Die Ernüchterung folgte beim Blick auf die Ertragslage. Ein Verlust von 0,87 US-Dollar je Aktie verfehlte die Analystenschätzungen deutlich. Hinzu kommen eine negative EBIT-Marge von knapp 40 Prozent und eine hohe Schuldenlast, die sich in einem Verhältnis von Fremd- zu Eigenkapital von 2,7 niederschlägt. Der Markt reagierte prompt und schickte den Titel auf Talfahrt. Nach den jüngsten Verlusten markierte die Aktie gestern bei 3,84 Euro ein neues 52-Wochen-Tief, was einem Einbruch von fast 34 Prozent auf Wochensicht entspricht.

Um die ehrgeizigen Ziele für 2026 – angepeilt sind 3,1 bis 4,2 Gigawatt – zu erreichen, treibt das Management parallel den Bau der neuen Hauptfabrik in Austin voran. Bereits im April soll dort die Stahlmontage beginnen, bevor im vierten Quartal die erste Produktionsphase anläuft. Um die Liquidität in dieser kapitalintensiven Bauphase zu schonen, verkaufte T1 Energy kürzlich erstmals Steuergutschriften an ein US-Finanzinstitut.
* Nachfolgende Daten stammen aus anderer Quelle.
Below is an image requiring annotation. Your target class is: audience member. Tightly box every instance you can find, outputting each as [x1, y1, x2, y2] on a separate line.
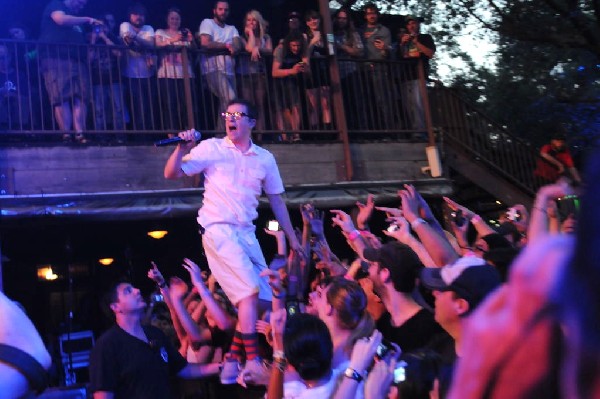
[89, 280, 221, 398]
[363, 241, 444, 352]
[272, 31, 307, 141]
[237, 10, 272, 132]
[360, 3, 394, 129]
[398, 15, 436, 131]
[89, 12, 128, 138]
[333, 8, 365, 130]
[120, 3, 156, 131]
[198, 1, 240, 128]
[39, 0, 99, 143]
[0, 291, 51, 398]
[420, 257, 502, 398]
[304, 10, 331, 132]
[534, 131, 582, 184]
[155, 7, 195, 132]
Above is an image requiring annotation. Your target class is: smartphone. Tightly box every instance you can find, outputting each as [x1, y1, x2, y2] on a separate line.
[387, 224, 399, 232]
[375, 338, 393, 359]
[556, 195, 580, 220]
[506, 207, 522, 222]
[285, 299, 300, 316]
[267, 220, 280, 231]
[450, 209, 466, 227]
[393, 361, 408, 383]
[150, 293, 164, 303]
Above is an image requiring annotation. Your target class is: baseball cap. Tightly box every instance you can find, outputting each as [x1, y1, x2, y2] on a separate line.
[405, 15, 420, 23]
[363, 241, 423, 293]
[420, 257, 501, 312]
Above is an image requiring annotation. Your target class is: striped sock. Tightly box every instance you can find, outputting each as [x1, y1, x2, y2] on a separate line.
[242, 332, 259, 361]
[229, 330, 245, 362]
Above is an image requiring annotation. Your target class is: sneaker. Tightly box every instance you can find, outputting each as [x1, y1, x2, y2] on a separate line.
[74, 134, 88, 144]
[237, 358, 271, 387]
[220, 357, 242, 385]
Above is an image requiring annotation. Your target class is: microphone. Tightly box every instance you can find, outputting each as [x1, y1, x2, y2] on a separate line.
[154, 130, 201, 147]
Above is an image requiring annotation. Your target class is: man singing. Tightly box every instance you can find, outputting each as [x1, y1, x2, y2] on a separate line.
[164, 99, 301, 385]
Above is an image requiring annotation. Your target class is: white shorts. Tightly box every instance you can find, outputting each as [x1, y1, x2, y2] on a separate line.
[201, 224, 273, 305]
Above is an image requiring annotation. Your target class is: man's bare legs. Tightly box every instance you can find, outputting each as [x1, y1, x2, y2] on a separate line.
[56, 98, 87, 143]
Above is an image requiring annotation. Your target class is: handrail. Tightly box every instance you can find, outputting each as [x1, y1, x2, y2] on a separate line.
[429, 87, 550, 195]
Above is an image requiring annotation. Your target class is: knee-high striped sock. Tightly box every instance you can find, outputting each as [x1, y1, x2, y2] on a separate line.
[241, 332, 259, 361]
[229, 330, 245, 362]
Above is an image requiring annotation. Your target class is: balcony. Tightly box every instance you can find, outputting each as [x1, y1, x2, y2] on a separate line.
[0, 39, 452, 220]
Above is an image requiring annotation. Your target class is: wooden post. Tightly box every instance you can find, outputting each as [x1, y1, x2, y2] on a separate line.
[318, 0, 353, 181]
[181, 47, 195, 130]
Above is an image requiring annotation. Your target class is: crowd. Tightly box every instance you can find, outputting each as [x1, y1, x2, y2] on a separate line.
[0, 0, 435, 141]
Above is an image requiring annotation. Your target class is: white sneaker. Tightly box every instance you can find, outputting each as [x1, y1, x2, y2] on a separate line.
[220, 358, 242, 385]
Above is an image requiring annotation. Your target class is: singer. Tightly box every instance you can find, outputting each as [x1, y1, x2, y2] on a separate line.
[164, 99, 302, 386]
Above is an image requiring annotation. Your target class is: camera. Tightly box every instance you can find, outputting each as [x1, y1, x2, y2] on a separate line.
[450, 209, 466, 227]
[393, 361, 408, 383]
[181, 28, 190, 36]
[387, 224, 399, 233]
[267, 220, 280, 231]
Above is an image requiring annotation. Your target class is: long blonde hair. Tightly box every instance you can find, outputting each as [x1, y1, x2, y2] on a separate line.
[244, 9, 268, 41]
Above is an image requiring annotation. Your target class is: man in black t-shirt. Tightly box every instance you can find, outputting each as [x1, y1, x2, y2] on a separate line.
[398, 15, 436, 131]
[89, 281, 221, 399]
[363, 241, 444, 353]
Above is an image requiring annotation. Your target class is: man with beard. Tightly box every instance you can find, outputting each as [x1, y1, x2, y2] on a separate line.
[199, 1, 241, 127]
[363, 241, 443, 352]
[39, 0, 100, 143]
[119, 3, 156, 131]
[89, 281, 221, 399]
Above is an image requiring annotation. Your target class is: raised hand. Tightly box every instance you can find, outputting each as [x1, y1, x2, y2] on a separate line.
[147, 261, 165, 286]
[383, 216, 412, 244]
[168, 277, 189, 300]
[181, 258, 205, 288]
[310, 209, 325, 238]
[356, 194, 375, 230]
[331, 209, 356, 234]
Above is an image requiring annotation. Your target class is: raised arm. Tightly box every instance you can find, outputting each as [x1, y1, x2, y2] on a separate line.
[267, 193, 302, 254]
[164, 129, 197, 179]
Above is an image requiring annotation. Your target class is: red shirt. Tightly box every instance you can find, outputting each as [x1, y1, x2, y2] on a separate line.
[534, 144, 574, 181]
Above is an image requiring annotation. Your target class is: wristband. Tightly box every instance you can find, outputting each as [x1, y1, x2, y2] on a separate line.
[347, 230, 361, 241]
[273, 357, 287, 372]
[410, 218, 427, 229]
[344, 367, 366, 382]
[273, 350, 285, 359]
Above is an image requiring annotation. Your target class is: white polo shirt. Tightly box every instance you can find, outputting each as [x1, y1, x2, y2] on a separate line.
[181, 137, 284, 228]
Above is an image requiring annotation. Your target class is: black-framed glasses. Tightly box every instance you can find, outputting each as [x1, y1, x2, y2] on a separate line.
[221, 112, 251, 120]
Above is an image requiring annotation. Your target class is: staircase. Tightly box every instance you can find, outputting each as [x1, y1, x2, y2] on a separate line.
[429, 87, 548, 208]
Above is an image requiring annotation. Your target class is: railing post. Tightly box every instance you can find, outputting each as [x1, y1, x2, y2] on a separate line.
[417, 59, 435, 148]
[181, 47, 195, 130]
[319, 0, 353, 181]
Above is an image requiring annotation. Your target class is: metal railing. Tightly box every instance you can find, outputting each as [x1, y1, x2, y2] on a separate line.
[429, 87, 550, 195]
[0, 39, 429, 144]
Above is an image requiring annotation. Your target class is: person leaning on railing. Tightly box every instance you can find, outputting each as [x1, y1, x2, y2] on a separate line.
[39, 0, 102, 144]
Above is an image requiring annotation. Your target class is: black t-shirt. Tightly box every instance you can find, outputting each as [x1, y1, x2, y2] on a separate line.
[89, 325, 187, 399]
[399, 33, 436, 80]
[426, 332, 456, 399]
[376, 308, 444, 353]
[39, 0, 86, 44]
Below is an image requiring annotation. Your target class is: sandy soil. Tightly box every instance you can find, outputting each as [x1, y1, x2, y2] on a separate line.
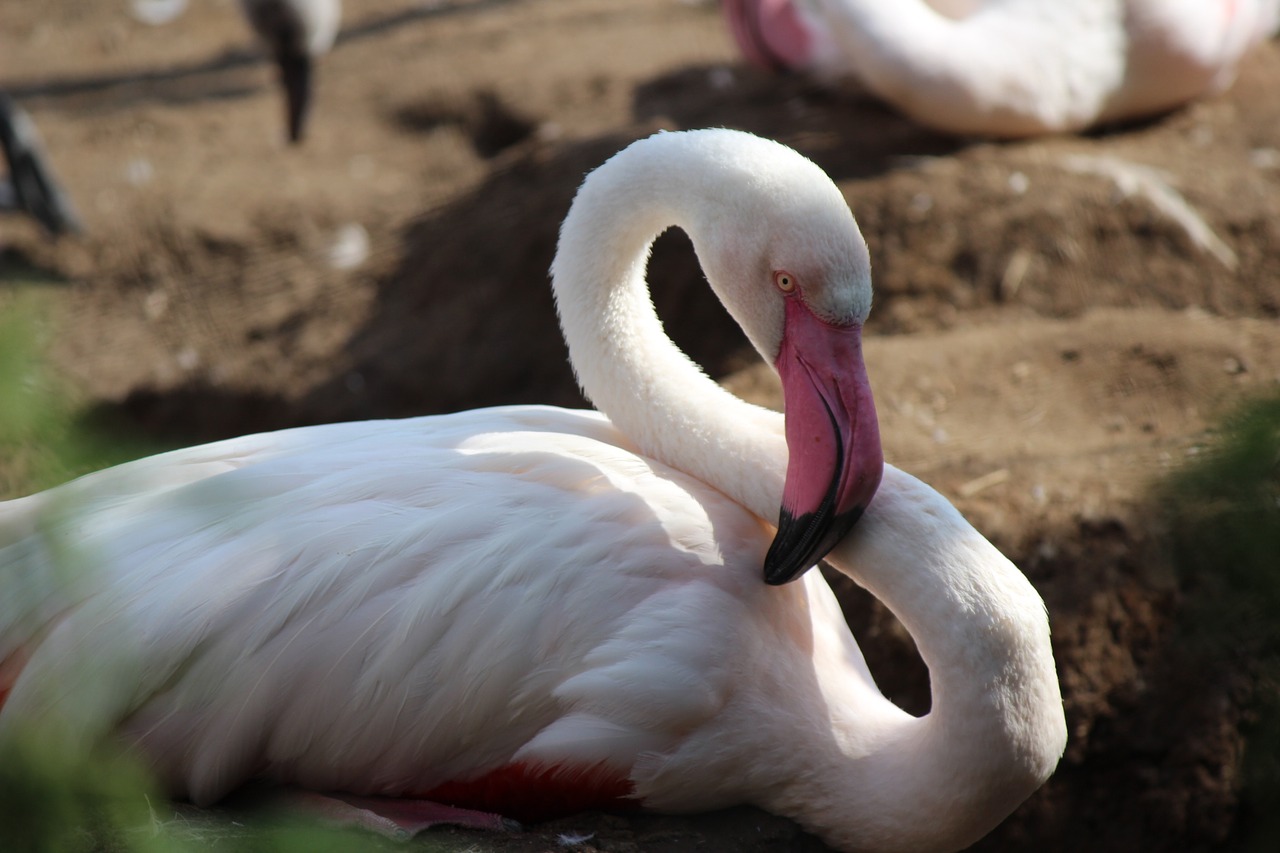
[3, 1, 1280, 850]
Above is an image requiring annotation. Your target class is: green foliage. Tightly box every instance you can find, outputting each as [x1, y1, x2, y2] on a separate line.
[0, 726, 165, 853]
[0, 295, 163, 498]
[0, 299, 422, 851]
[1159, 389, 1280, 851]
[0, 294, 52, 494]
[1162, 391, 1280, 658]
[0, 723, 414, 852]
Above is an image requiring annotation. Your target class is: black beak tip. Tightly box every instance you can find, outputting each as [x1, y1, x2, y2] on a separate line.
[762, 505, 866, 586]
[763, 558, 803, 587]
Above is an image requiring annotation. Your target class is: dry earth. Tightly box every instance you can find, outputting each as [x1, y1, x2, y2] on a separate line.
[2, 1, 1280, 851]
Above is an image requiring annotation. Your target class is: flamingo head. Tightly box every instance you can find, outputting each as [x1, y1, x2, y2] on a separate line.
[688, 131, 884, 584]
[571, 130, 883, 584]
[764, 286, 882, 584]
[722, 0, 821, 72]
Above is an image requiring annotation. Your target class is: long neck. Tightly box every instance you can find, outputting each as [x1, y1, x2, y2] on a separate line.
[550, 148, 786, 522]
[783, 464, 1066, 853]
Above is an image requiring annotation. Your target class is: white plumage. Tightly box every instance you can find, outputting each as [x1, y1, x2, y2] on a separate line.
[724, 0, 1280, 136]
[0, 129, 1065, 853]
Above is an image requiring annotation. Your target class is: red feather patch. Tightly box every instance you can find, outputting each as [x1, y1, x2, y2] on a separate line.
[415, 761, 639, 823]
[0, 645, 32, 712]
[0, 643, 635, 828]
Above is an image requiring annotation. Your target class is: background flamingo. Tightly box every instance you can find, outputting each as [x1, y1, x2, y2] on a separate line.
[239, 0, 342, 142]
[723, 0, 1280, 136]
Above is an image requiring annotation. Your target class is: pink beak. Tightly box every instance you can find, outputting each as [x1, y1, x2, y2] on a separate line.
[722, 0, 815, 72]
[765, 297, 883, 585]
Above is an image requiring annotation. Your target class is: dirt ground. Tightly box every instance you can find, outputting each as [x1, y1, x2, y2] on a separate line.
[2, 1, 1280, 851]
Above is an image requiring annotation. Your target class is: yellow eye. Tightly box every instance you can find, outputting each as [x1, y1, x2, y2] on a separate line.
[774, 270, 797, 293]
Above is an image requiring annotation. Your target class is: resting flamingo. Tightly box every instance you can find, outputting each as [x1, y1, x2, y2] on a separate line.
[723, 0, 1280, 136]
[239, 0, 341, 142]
[0, 129, 1065, 853]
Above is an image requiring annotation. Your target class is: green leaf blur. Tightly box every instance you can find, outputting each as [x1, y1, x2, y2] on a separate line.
[1160, 390, 1280, 851]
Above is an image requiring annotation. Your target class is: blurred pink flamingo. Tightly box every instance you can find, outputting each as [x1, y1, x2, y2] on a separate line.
[724, 0, 1280, 136]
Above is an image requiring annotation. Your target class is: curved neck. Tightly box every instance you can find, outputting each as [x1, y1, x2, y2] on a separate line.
[551, 135, 1064, 851]
[550, 146, 786, 522]
[789, 465, 1066, 851]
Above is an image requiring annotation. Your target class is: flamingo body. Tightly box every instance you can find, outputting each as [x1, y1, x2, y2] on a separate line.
[2, 408, 786, 809]
[724, 0, 1280, 136]
[0, 129, 1064, 853]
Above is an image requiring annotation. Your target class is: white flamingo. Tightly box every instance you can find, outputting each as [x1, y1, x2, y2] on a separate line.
[239, 0, 342, 142]
[0, 129, 1065, 853]
[723, 0, 1280, 136]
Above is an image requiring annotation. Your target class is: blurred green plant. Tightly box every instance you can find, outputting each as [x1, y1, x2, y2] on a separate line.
[0, 723, 166, 853]
[0, 294, 161, 497]
[0, 719, 419, 852]
[1159, 389, 1280, 851]
[0, 296, 430, 851]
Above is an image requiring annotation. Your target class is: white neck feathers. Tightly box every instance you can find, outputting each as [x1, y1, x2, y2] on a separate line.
[551, 131, 790, 522]
[787, 466, 1066, 852]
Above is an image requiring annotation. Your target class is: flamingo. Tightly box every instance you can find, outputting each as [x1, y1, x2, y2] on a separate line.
[0, 94, 83, 237]
[238, 0, 341, 143]
[0, 129, 1065, 853]
[723, 0, 1280, 136]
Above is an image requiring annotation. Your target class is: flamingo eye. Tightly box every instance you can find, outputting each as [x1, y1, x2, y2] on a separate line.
[774, 270, 797, 293]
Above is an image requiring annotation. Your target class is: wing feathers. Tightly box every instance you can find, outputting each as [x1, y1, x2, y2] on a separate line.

Fokus auf den Finanzabschluss

Der Blick richtet sich nun auf das laufende zweite Quartal. T1 Energy plant in den kommenden Wochen, den vollständigen Finanzabschluss für das Projekt in Austin zu sichern. Dieser Schritt ist zwingend erforderlich, um den verbleibenden Kapitalbedarf von rund 350 Millionen US-Dollar für die erste Ausbaustufe zu decken und den Aufbau der vertikal integrierten Lieferkette planmäßig fortzusetzen.